The sociopolitical factors that Nieto argues are essential to understanding the work of teaching and learning are curriculum, political influences, and social influences. These three sociopolitical factors have an impact on the value on education, parental support, structural inequality, etc. Nieto states that “the proposed remedy has worsened the problem. Rather than more meaningful teacher education and professional development, smaller classes, better pay for teachers, and more resources for poor schools…[they] put in place an unparalleled program of mandated standardized tests that has significantly changed the nature of teaching and learning for millions of teachers and students around the nation.” (pg.5) Schools are being marketized into competing against another on who has better scores, and even teachers within the same schools are competing against each other to see who can do better. Teachers are being put under strenuous working conditions to help their schools raise money or can also be in jeopardy of them losing their own jobs. Another example that Nieto writes about is about standardized testing and how “common core has the potential to raise expectations for student learning and enhance the quality of the curriculum, it comes with several potentially troubling problems. One is the claim that it will raise student achievement. Yet according to a recent study... changes to the state standards over the past twenty years have had little, if any impact on student achievement.” (p.5) Teachers are putting more emphasis on state standards because many policymakers want to have certain goals to be endorsed, which are fundamentally flawed.

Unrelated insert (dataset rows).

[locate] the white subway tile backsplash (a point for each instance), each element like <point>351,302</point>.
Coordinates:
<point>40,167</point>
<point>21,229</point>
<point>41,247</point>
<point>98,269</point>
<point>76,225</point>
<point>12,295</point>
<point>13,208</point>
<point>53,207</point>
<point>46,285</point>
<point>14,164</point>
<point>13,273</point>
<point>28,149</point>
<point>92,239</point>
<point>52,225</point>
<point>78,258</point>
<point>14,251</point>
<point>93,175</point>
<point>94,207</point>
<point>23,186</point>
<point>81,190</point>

Wayne Au shows that the reasons why the government was able to justify the high stakes testing as a tool for equity was to prove that anyone not white/rich, were less superior. These tests were brought into the mass public schools because they wanted to be able to track kids of color and the poor and build on the assumption that they would never amount up to anything other than just workers. He goes to state that it is “important to recognize that high-stakes tests are not race-neutral tools capable of promoting racial equality. At their origins more than 100 years ago, standardized tests were used as weapons against communities of color, immigrants, and the poor. Because they were presumed to be objective, tests results were used to prove that whites, the rich and the U.S. born were biologically more intelligent than non-whites, the poor, and immigrants.” (p. 244) Au also shows that even people of higher power like “Stanford professor Lewis Terman argued that certain races inherited “deficient” IQs, saying that ‘no amount of school instruction will ever make them intelligent voters or capable citizens.’ He further asserted that …children of this group should be segregated… and these students were unable to master abstractions” (p.244) These tests from the very beginning were set up for black and brown students to fail. Au shows that these tests were made to make sure that students of different ethnicities and lower socioeconomic statuses keep them oppressed and not continue to grow.